Saturday, August 01, 2015

...And if they did fail to investigate, they were insane

There's an old joke amongst lawyers about the "perfect defense argument". It's a series of "in the alternative" responses that seeks to derail the plaintiff's case (usually styled as something simple like "your client broke my vase") at every turn. "You don't have a vase. If you have a vase, my client has never seen it. If he saw it, he never touched it. If he touched it, it did not fall...." and so on. The last line in the litany is that if, after all that, the man can indisputably have been shown to have broken the vase ... well, "he was insane."

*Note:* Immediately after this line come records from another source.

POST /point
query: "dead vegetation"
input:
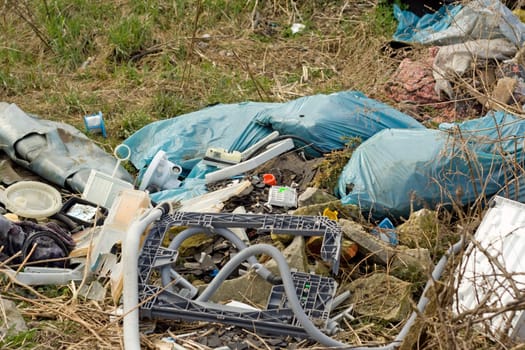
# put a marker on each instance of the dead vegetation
(141, 61)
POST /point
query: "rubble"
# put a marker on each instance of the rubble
(252, 289)
(280, 190)
(381, 296)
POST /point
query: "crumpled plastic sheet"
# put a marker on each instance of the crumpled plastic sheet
(330, 121)
(400, 170)
(55, 151)
(478, 19)
(326, 121)
(455, 60)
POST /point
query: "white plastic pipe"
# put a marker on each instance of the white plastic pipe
(130, 293)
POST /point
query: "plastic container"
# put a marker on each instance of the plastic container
(283, 196)
(386, 231)
(95, 123)
(84, 212)
(32, 199)
(101, 188)
(269, 179)
(161, 173)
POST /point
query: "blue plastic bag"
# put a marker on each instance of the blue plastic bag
(396, 171)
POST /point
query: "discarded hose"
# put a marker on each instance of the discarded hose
(130, 292)
(262, 271)
(289, 288)
(301, 316)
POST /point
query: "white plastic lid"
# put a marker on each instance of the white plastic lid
(32, 199)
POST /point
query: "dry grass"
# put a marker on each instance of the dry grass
(243, 52)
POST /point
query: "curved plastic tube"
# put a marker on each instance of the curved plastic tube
(130, 293)
(167, 273)
(289, 288)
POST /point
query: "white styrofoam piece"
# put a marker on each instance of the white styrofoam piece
(492, 272)
(272, 152)
(102, 189)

It's a joke because, of course, such a strategy is not "perfect", it reeks of desperation and wouldn't be received well by any jury at all. It also smacks of how some folks are responding to Yesh Din statistics showing that a mere 7.4%  of cases of Jewish civilians committing crimes against Palestinians are cleared (which came up in the discussion over my post on the recent "price tag" murder of a Palestinian child). Here is an edited version of the fusillade of responses I've gotten to that figure on Twitter:

  • Where did that figure comes from? [Answer: Yesh Din]
  • How was it calculated? [Out of 996 complaints with investigation files opened and processed, only 7.4% resulted in any charges being filed.]
  • "Charges filed"? Why that metric? [That's basically what's known as the "clearance rate": the ratio of complaints made to arrests and charges made.]
  • Who's to say 7.4% is low? Maybe in the US it's even lower. There are plenty of cases where a crime report is filed and nobody is caught. [True, but 7.4% is still really low. The American clearance rates, by comparison, are 47% for violent crimes and 18% for property crimes] 
  • What happens if charges are dropped? Maybe the police are investigating the claims but the prosecutors are electing not to file?  [A case where charges are filed and later dropped still counts as "cleared". Since it's a measure of police efficacy, not prosecutorial talent, it stops measuring once the case is out of the police's hands.]
  • It includes dropped charges? Then those numbers are squishy; the police could goose the numbers just by arresting and charging random strangers! [There's no evidence that happens over a large scale. This is a very widely used metric of police efficiency.]
  • Bah! Your numbers are useless if they don't include convictions [Fine. The percentage of claims which result in a conviction is 3.3% (33/996). The conviction rate (how many charged cases lead to at least one conviction) is 58%]
  • Who's to say 3.3% is low? Maybe in the US it's even lower! [This again? Highly unlikely. Even if we assumed every crime was a property crime, the conviction rate would have to be an appalling 18% for the ratio of complaints to convictions to catch up.]
  • Maybe the US conviction rate is that low? [It's not. It's 66%.]
  • Well, maybe the police aren't charging people because it turns out the complaints are unfounded? [Overwhelmingly, the files are closed because the investigation fails -- no suspect or insufficient evidence to bring a case -- not because the claim is deemed unfounded.]
  • Maybe they're not finding enough evidence because no crime occurred! [Perhaps, sometimes. And perhaps sometimes the police gave it their all and just couldn't catch the perpetrator. That's why we use aggregate statistics and used the U.S. as a baseline comparison. Neither explanation is likely to account for 93% of cases.]
  • Bah again! I bet almost all claims of "price tag" attacks are lies. Ever heard of Pallywood? [I have. Again, if you think it accounts for 93% of cases, you're delusional.]
  • Also, these statistics come from Yesh Din, and they're one of those EU-funded Israeli groups that can't be trusted. [Then by all means provide contrary data from a source you like better. I'm happy to look at it.]
  • [Needless to say, actually providing contrary data, or countervailing evidence of any sort, has been met with utter silence].
You'll note that all of these responses are attempts to pot-shot at the data. They don't provide any positive evidence -- empirical or otherwise -- demonstrating that Israel does a good job investigating "price tag" attacks on a systematic level. This is the behavior of people who are guarding a belief that they desperately want to be true, and will cling to it through hell or high water. I don't want to believe that Israel systematically fails to investigate price tag attacks. I prefer it when Israel does a good job, and I'm unhappy when it does a bad job. But the fact of the matter is that they've been a colossal failure in this arena; and it's not an unimportant arena.